Ambas sedes, la italiana y la francesa, se precipitaron a la búsqueda de apoyos. Clemente VII confió esta delicada misión al cardenal Pedro Martínez de Luna, que consiguió el respaldo de Castilla, Aragón, Navarra, Nápoles, Alemania meridional, Escocia y, obviamente de Francia. El resto de países Inglaterra, buena parte de Alemania, el centro y el norte de Italia, Portugal, Polonia, Hungría y Escandinavia) apostaron por Urbano y se declararon fieles al romano.La guerra de los Cien Años era una vez más el factor que determinaba en gran medida las distintas posturas, pero casi todas las demás motivaciones se debieron a cuestiones de carácter geopolítico. Resultó imposible conseguir una retractación, ya que ninguno de los dos bandos se mostró dispuesto a ceder, ni siquiera tras el fallecimiento de los pontífices. Luna creía oportuno conciliar el catolicismo mediante la abdicación de los dos papas en disputa y la designación de un tercero, pero su proyecto era rechazado por Clemente VII. A la muerte de este, hubo un nuevo cónclave en Aviñón y Luna fue elegido papa con el nombre de Benedicto XIII con la promesa de acabar con el Gran Cisma.

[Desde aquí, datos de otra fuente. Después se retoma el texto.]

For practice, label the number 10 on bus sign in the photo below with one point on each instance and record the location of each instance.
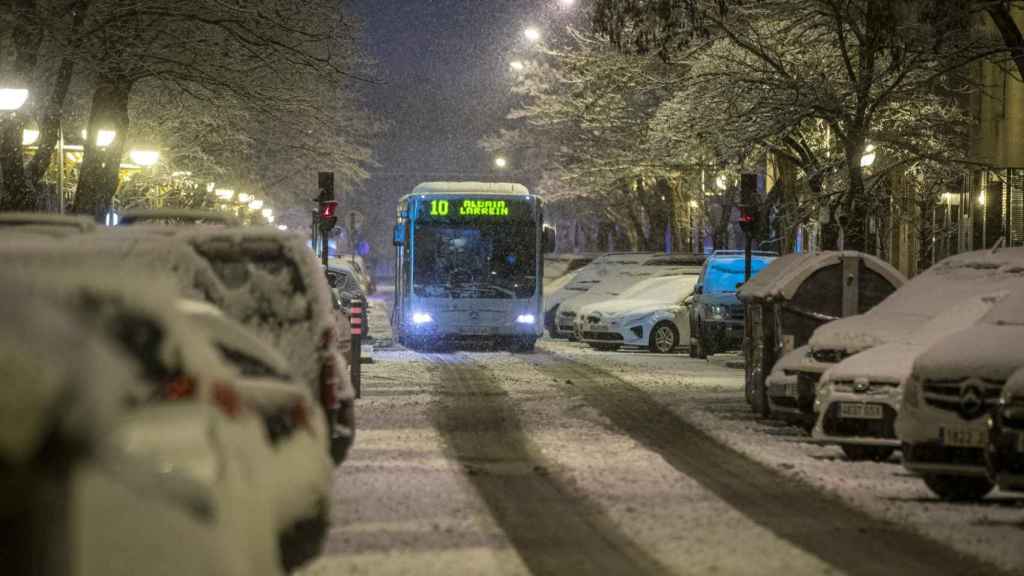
(438, 207)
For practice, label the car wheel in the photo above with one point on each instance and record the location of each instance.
(877, 453)
(958, 489)
(303, 540)
(664, 338)
(342, 430)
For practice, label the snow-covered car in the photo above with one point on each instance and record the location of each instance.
(858, 400)
(162, 464)
(948, 283)
(267, 280)
(650, 314)
(716, 316)
(954, 386)
(561, 325)
(615, 277)
(1005, 454)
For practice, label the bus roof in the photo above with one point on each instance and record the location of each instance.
(498, 189)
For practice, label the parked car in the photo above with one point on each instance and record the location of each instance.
(176, 216)
(153, 472)
(612, 277)
(609, 265)
(953, 391)
(1005, 454)
(716, 317)
(650, 314)
(858, 399)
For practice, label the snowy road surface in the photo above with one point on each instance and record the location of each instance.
(568, 461)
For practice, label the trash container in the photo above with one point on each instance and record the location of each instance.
(794, 295)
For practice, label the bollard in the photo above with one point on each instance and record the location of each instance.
(355, 316)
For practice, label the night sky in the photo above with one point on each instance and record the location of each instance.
(444, 83)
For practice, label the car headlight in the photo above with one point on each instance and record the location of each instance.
(716, 312)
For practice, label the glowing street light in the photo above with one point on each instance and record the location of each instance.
(144, 158)
(868, 158)
(12, 98)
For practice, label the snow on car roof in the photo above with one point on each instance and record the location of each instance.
(782, 277)
(888, 363)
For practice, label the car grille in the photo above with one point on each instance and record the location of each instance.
(834, 425)
(970, 398)
(828, 356)
(937, 454)
(604, 336)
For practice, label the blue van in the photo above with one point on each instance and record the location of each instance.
(716, 314)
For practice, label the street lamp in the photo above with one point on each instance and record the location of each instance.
(12, 98)
(30, 136)
(868, 158)
(143, 158)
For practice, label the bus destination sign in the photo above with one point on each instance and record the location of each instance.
(471, 208)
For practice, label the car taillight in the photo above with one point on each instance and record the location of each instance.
(227, 399)
(179, 387)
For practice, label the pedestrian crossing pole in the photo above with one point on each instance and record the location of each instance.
(356, 315)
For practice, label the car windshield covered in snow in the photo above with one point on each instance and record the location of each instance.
(724, 275)
(489, 259)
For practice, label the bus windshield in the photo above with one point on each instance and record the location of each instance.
(481, 259)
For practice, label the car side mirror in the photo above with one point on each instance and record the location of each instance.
(548, 240)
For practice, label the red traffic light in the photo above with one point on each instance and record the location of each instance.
(328, 208)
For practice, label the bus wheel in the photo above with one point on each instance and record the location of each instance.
(523, 345)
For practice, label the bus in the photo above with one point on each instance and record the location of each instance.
(469, 265)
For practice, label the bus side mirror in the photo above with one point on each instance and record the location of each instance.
(548, 239)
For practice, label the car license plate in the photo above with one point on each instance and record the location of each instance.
(965, 438)
(861, 411)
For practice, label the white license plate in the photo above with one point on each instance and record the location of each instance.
(965, 438)
(861, 411)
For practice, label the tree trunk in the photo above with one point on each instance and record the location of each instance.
(17, 195)
(98, 178)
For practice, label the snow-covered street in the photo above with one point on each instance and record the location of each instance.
(573, 461)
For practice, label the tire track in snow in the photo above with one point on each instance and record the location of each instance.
(846, 538)
(554, 531)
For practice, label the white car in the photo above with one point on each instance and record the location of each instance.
(954, 386)
(650, 314)
(858, 399)
(158, 488)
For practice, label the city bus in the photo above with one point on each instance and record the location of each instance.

Sin embargo, una vez en la silla papal desechó las ideas que había defendido poco antes. No iba a renunciar a la tiara porque creía que él era el papa legítimo. En Roma, un nuevo papa, Gregorio XII, de carácter moderado y pacificador, asumió el poder con la pretensión de terminar con la bicefalia de la cristiandad. Para poner fin al conflicto entre ambas sedes, la Universidad de París, una institución de referencia en cuestiones teológicas, promovió una reunión en la que habría cardenales de ambas sedes para garantizar la ecuanimidad; el lugar escogido fue Pisa. Pero este concilio ecuménico acentuó el Cisma de Occidente. El rey francés, cansado de los papas de Roma y Aviñón, detuvo sus embajadas y en ausencia de estas legaciones, la cumbre de Pisa invistió a un nuevo papa, Alejandro V. Los otros dos pontífices se negaron a renunciar, por lo que tras el Concilio de Pisa no hubo dos, sino tres papas simultáneos.

Palacio papal de Aviñon

Luna no se rindió. Regresó a su tierra natal para asegurarse su apoyo. Entretanto, la jerarquía pisana tenía un nuevo santo padre, Juan XXIII, que había reemplazado al difunto Alejandro V. Juan XXIII, con la aprobación de Segismundo, soberano del Sacro Imperio, convocó un sínodo que debía celebrarse en Constanza, Alemania, para clausurar de una vez por todas el Gran Cisma. El Concilio de Constanza consiguió zanjar las cuatro décadas de división eclesiástica. Juan XXIII fue deslegitimado; Gregorio XII y el romano, renunció a través de un representante; pero Benedicto XIII se negó a abdicar y se retiró a Peñíscola, en España. Esto le importó poco al concilio de Constanza, que lo depuso igualmente y se nombró un papa para la cristiandad reunificada, Martín V. El Cisma de Occidente había concluido.

castillo templario de Peñiscola, residencia del Papa Luna

El Gran Cisma había alentado movimientos reformistas que denunciaban la decadencia del alto clero y pregonaban un retorno a los valores del cristianismo primitivo. El Concilio de Constanza, precisamente, declaró herejes a dos líderes de esta tendencia, el inglés John Wycliffe y el bohemio Jan Hus. Al segundo se lo condenó a la hoguera. Los seguidores de ambos, que se contaban por millares, sufrieron una dura persecución. Pero la mecha estaba encendida. No tardarían en tomar el relevo, ya en el Renacimiento, Lutero, Calvino y otros revolucionarios de la fe. El papa Luna terminó sus días en la más completa soledad. Fue desautorizado y excomulgado, repudiado incluso por Aragón, y solo tres cardenales le guardaron lealtad en el castillo de Peñíscola. En este penoso aislamiento falleció el personaje que había gobernado y confundido durante medio siglo el rumbo de la Iglesia, el actor más longevo, capacitado y testarudo del Cisma de Occidente. Segundo y último antipapa de Aviñón, Benedicto XIII había sobrevivido a la mayoría de sus rivales. Tenía 95 años. Murió convencido de ser todavía el sumo pontífice.